PGR pede arquivamento de inquérito contra Elon Musk no STF

O procurador-geral da República, Paulo Gonet, encaminhou ao Supremo Tribunal Federal (STF) pedido formal para arquivar o inquérito que apura possíveis práticas de obstrução de Justiça, organização criminosa e incitação ao crime envolvendo Elon Musk, proprietário da rede social X (ex-Twitter).

Em análise detalhada das provas reunidas pela Polícia Federal, Gonet concluiu que não há elementos suficientes para comprovar intenção deliberada da plataforma em desafiar a autoridade do Poder Judiciário brasileiro, caracterizando as falhas observadas como meras impropriedades técnicas pontuais.

Origem e Desenvolvimento da Investigação

Tudo começou em abril de 2024, quando o ministro Alexandre de Moraes, relator do caso no STF, incluiu Musk no amplo inquérito das milícias digitais, que já investigava a disseminação de desinformação e ataques às instituições democráticas.

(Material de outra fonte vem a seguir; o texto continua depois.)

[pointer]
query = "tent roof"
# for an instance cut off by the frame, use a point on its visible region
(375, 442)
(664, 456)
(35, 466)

As declarações públicas do bilionário americano, ameaçando reativar perfis bloqueados por ordem judicial e criticando abertamente decisões do STF e do Tribunal Superior Eleitoral (TSE), serviram de estopim para a apuração. A Polícia Federal aprofundou as diligências para verificar se o X teria instrumentalizado suas ferramentas técnicas para burlar determinações judiciais, como o acesso efêmero a conteúdos suspensos, mas os indícios não se mostraram robustos o bastante para sustentar acusações formais.

Posicionamento da Procuradoria-Geral

No parecer de quatro páginas submetido ao Supremo, Gonet argumenta com clareza que as supostas irregularidades no funcionamento da rede social não configuram dolo ou resistência organizada contra o Judiciário. “Não se coligiram provas que sustentem a tese inicial de instrumentalização dolosa da rede social X contra o Poder Judiciário”, escreveu o procurador-geral, enfatizando que eventuais problemas foram corrigidos prontamente após notificações oficiais. Essa avaliação reflete uma visão pragmática: gerir uma plataforma global envolve desafios técnicos inerentes, sem necessariamente implicar má-fé ou conluio criminoso.

Contexto Histórico do Embate

O conflito ganhou contornos dramáticos ao longo de 2024, especialmente em agosto, quando o X optou por encerrar seu escritório no Brasil e dispensar sua representação legal, descumprindo ordens para indicar advogado residente sob pena de suspensão. Moraes reagiu com determinação, determinando o bloqueio da plataforma por 30 dias, além do congelamento de contas da Starlink, empresa de satélites de Musk, para garantir o pagamento de multas acumuladas. Vale lembrar que a própria PGR, sob Gonet, havia se posicionado favoravelmente ao bloqueio na época, reforçando a legalidade das medidas judiciais.

Desdobramentos e Implicações Futuras

A palavra final cabe agora ao ministro Alexandre de Moraes, que decidirá se acolhe o pedido de arquivamento ou determina novas fases investigativas. Caso acatado, o episódio marca o fim de um capítulo tenso na relação entre big techs estrangeiras e o sistema judicial brasileiro, com reações polarizadas à vista: a oposição celebra como triunfo da liberdade de expressão, enquanto aliados do Judiciário veem risco de leniência diante de potências digitais. Independentemente do desfecho, o caso expõe as fricções crescentes entre soberania nacional e o poder das plataformas globais, num cenário onde tecnologia e direito se entrelaçam de forma cada vez mais complexa.